Capilla de la Concepción Cuepopan

En el barrio indígena de Cuepopan, que en náhuatl significa “donde abren sus corolas las flores”, se encuentra la Plaza de la Concepción, localizada en la calle Belisario Domínguez frente al Templo de la Concepción, muy cerca del Eje Central.

La plaza está formada por algunos edificios de los siglos XVIII y XIX y cuenta con una fuente de cantera, arriates y frondosos árboles que le brindan una atmosfera nostálgica que nos remite a siglos atrás..

Al centro de la plaza se yergue una singular capilla que representa una referencia obligada para los vecinos y los visitantes de esta zona del Centro Histórico de la Ciudad de México.

Esta pequeña capilla, al parecer fue construida en el primer tercio del siglo XVII por los franciscanos bajo la advocación de Santa Lucia, y que estuvo bajo el cuidado y mantenimiento de las monjas del Convento de la Concepción ubicado al frente de la capilla.

Seguramente por ello los habitantes de la ciudad la conocieron como la “Capilla de la Concepción” o la “Capilla de la Conchita”.

No se conocen a bien los motivos por los que fue cerrada a fines del siglo XVIII y mucho menos el porqué estuvo abandonada por varias décadas.

Se sabe que en la segunda mitad del siglo XIX, fue vendida y utilizada hasta 1893 como depósito de cadáveres de personas sin familia o muy pobres que no podían costear sus entierros, por lo que fue llamada por los vecinos la Capilla de los Muertos.

En 1927, fue rehabilitada por la Dirección de Obras Públicas para instalar en ella una biblioteca que dependía de la Secretaría de Educación Pública, que funcionó por poco tiempo.

Colocada en medio de un espacio abierto, se decidió levantar una capilla aislada de planta hexagonal, que debió ser semejante a la desaparecida Capilla de los Talabarteros que se ubicaba en la Plazuela del Marqués a un costado de la Catedral.

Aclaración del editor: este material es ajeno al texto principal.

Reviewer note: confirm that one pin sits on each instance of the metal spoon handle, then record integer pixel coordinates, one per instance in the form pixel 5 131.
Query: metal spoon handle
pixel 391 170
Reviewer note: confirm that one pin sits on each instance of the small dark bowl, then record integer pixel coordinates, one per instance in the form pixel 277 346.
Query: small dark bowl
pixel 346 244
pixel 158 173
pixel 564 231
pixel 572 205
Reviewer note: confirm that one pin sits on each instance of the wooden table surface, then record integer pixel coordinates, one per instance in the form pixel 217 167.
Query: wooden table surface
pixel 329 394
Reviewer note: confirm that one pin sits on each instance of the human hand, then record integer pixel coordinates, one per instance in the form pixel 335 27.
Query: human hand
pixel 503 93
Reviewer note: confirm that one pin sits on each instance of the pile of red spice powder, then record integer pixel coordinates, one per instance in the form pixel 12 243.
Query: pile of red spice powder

En la fachada principal que ve hacia el sur resalta la portada de estilo barroco. Está divida en dos cuerpos que ocupan totalmente uno de los seis lados. En el primer cuerpo, el vano de acceso esta formado por un arco de medio punto, en cuya clave se encuentra San Francisco. La entrada está flanqueada por pilastras de fuste estriado con capiteles compuestos en los que se apoya un friso muy ornamentado con dos símbolos marianos a los extremos y una cornisa moldurada. Las enjutas formadas por las pilastras, el arco y la arquitrabe están decoradas profusamente con hojarascas.

En el segundo cuerpo un nicho flanqueado por dos remates flamígeros.

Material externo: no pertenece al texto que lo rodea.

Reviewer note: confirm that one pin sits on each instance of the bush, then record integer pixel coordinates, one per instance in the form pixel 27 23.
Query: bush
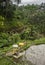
pixel 14 38
pixel 4 35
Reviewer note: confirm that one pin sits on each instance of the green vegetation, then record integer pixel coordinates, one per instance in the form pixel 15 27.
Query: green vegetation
pixel 20 24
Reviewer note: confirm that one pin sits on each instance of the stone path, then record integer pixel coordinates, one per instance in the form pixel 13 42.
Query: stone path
pixel 36 54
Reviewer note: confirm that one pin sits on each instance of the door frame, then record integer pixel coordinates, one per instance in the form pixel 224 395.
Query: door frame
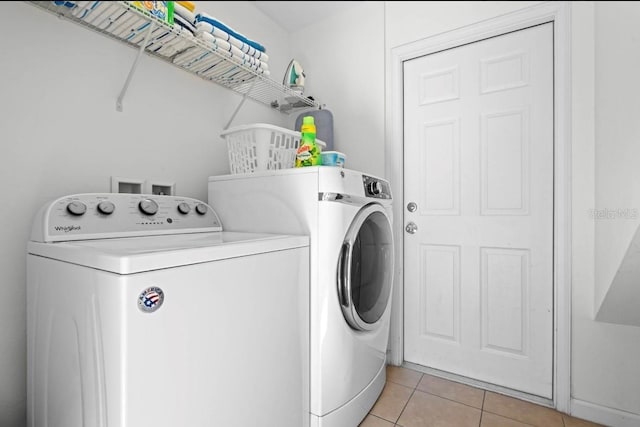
pixel 559 14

El nicho está formado por una concha o venera con pilastras estriadas de capitel toscano. Dentro del nicho, sobre una peana decorada una escultura de cantera que representa a Jesús Nazareno con la Cruz a cuestas, en la parte superior del nicho se ubica un frontón triangular roto y en el tímpano el anagrama de María.

La bóveda que cubre la capilla es semiesférica de seis gajos con pequeñas ventanas y una graciosa linternilla rematada con una cruz.

En las paredes que se encuentran a ambos lados de la fachada principal dos óculos abocinados de cantera de forma octogonal iluminaban el interior. En la pared posterior un nicho sencillo remetido debió ostentar alguna imagen (ya desaparecida) a manera de “Estampa”.

Desafortunadamente, de los posibles retablos, pinturas o esculturas barrocas con los que debió estar decorada, no queda absolutamente nada.

La Capilla de la Concepción fue declarada monumento el 9 de abril de 1931.